The research state gets seeded later when the work crystallizes — that boundary is the agent's job to recognize, not to pre-commit.

### 4. Prime relevant skills

Read `CLAUDE.local.md` `## Domains`. For each picked domain that ships
a mentor skill, surface it first. Then add 2–4 task-relevant skills:

| Goal pattern | Skills to surface |
|---|---|
| Physics derivation | `/physics-in-triptych` first, then `/verifier` (when claims emit), `/think-rigorously` |
| Math proof / computation | `/math-in-triptych` first, then `/verifier`, `/think-rigorously` |
| ML training / sweep | `/ml-in-triptych` first, then `/autoresearch`, `/integration-design` |
| Formal investigation across any domain | `/scientific-method` orchestrates the loop |
| Literature survey | `/literature-review`, `/paper-lookup` |
| UI / design work | `/impeccable`, `/critique`, `/polish`; for displays add `/display-craft` |
| Engineering / CAD / circuits | `/integration-design` (for tool choice) |
| Anything with claims | `/verifier`, `/watcher` |

One-liner per skill. Don't repeat skill descriptions — the harness
already surfaces them.

### 5. Offer background prep

If there's anything cheap and obviously useful to do while the user reviews, offer it:

- **Data known and local?** Offer to read + profile it (`/data:explore-data` if the skill is installed, or just read + summarize).
- **Referenced papers?** Offer to pull abstracts via arxiv-latex-mcp.
- **Known dataset / dependency?** Offer to check it's installed / accessible.
- **Literature territory?** Offer to run a quick search and drop candidate papers in `workspace/files/`.

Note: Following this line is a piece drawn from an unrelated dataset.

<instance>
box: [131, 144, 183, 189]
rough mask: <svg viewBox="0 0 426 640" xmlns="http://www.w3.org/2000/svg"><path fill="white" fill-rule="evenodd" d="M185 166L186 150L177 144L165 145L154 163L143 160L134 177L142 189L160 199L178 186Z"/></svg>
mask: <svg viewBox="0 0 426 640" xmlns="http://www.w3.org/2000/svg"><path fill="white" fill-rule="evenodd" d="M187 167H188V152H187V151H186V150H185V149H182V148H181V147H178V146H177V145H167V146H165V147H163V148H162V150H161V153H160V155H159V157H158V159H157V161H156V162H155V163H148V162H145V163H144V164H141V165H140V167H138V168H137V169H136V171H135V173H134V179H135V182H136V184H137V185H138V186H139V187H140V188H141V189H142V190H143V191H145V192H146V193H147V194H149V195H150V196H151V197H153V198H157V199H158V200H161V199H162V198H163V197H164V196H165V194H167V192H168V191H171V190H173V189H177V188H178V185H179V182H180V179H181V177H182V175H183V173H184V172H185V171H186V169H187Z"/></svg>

If nothing obvious, skip. Don't invent busy-work.

Ask before doing: *"Want me to [X] while you [review/think/get coffee]?"*

### 6. Human review checkpoint

Pause. Summarize what you've done + what you've queued up:

- "Goal: <verbatim>"
- "Mode: exploration / formalization"
- "Research state: seeded / deferred"
- "Skills I might use: X, Y, Z"
- "Background prep: running / none"

Ask: *"Ready to start, or adjust anything?"*

Don't proceed until they confirm. The point of the stage-2 flow is getting the goal right before committing — steamrolling past a misunderstood goal burns more time than the setup saved.

### 7. Start

When the user confirms, start the work. The phase determines default posture:

- **Exploration** — generate, compare, draw connections, surface questions. Don't verify. Don't seed research state yet. Do use `show_progress` to keep a live "what I'm doing" display.
- **Formalization** — emit claims for significant results, expect the verifier hook to nudge you to start `/loop 60s /verifier`, keep `show_research` live as the primary display.

Session state was persisted in step 3 (either by `init_research` for formalization or `write_session` directly for exploration). The next session's SessionStart hook will surface the goal + phase + staleness automatically — nothing more to do here.